Société publique locale d’efficacité énergétique : vers une région « autorité organisatrice de l’energie ».

Intervention de Pierre Mériaux à l’assemblée plénière du 2 octobre 2012

Monsieur le président, chers collègues,

Enfin, aujourd’hui4 octobre 2012, la Région se dote d’un outil efficace pour poursuivre les objectifs ambitieux de la délibération « Action régionale en faveur du climat » d’octobre 2010. Souvenez-vous, ce jour-là nous avons placé la barre à la bonne hauteur, mais à une sacrée hauteur : -40 % d’émissions de gaz à effet de serre sur le territoire régional en 2020. Et 2020 c’est dans 8 ans…

Il est donc grand temps d’accélérer le mouvement vers la transition énergétique. Heureusement, elle s’engage maintenant avec le soutien des plus hautes autorités de l’État, clairement exprimé lors du lancement de la Conférence environnementale, les 14 et 15 septembre derniers.

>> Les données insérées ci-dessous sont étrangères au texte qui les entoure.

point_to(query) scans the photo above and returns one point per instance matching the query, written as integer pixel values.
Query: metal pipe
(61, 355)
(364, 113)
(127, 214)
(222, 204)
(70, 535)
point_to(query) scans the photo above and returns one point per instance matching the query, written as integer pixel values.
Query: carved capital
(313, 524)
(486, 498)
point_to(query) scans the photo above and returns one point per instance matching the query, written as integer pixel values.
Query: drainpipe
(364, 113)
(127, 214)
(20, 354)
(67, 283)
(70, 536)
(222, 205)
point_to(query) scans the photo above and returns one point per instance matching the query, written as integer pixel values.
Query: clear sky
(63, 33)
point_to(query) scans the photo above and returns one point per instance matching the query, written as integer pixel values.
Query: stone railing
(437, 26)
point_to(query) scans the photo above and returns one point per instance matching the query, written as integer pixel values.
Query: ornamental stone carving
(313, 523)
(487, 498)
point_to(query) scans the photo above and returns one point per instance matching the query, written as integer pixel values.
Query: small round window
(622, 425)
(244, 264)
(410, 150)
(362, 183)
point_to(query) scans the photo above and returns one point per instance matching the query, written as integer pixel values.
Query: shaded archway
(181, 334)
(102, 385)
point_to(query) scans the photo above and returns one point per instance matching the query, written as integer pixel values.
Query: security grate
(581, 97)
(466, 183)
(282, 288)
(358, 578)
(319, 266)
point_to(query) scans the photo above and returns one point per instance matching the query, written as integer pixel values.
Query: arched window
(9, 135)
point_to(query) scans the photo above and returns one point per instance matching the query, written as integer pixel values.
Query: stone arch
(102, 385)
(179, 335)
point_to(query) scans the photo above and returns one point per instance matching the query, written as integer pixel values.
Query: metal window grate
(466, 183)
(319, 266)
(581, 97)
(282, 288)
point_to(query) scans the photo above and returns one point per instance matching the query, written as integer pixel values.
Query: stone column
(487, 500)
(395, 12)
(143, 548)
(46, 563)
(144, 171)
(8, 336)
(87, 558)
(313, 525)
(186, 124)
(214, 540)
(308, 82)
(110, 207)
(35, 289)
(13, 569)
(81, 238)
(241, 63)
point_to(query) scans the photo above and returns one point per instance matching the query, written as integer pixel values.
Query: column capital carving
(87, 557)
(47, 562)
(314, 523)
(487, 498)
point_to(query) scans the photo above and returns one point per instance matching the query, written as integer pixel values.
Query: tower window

Cette nouvelle impulsion ne fait pas de mal quand on voit ce qu’il était advenu de la dynamique du Grenelle de 2007, finie en en queue de poisson avec le sinistre « l’environnement, ça commence à bien faire », avec le soutien aveugle au nucléaire malgré le désastre de Fukushima, avec la destruction des filières industrielles des ENR, avec la perte de plus de 10 000 emplois et la destruction de compétences récemment acquises. La région Rhône-Alpes en a directement souffert avec le plan social chez Photowatt, avec le chômage partiel en ce moment sur le site de Bosch Vénissieux, avec le dépôt de bilan de tant d’artisans et d’installateurs. Quel gâchis, social, économique, environnemental ! Car pendant ces 5 ans le réchauffement climatique est toujours à l’œuvre, il s’est accéléré même, n’en déplaise aux « négationnistes du climat ».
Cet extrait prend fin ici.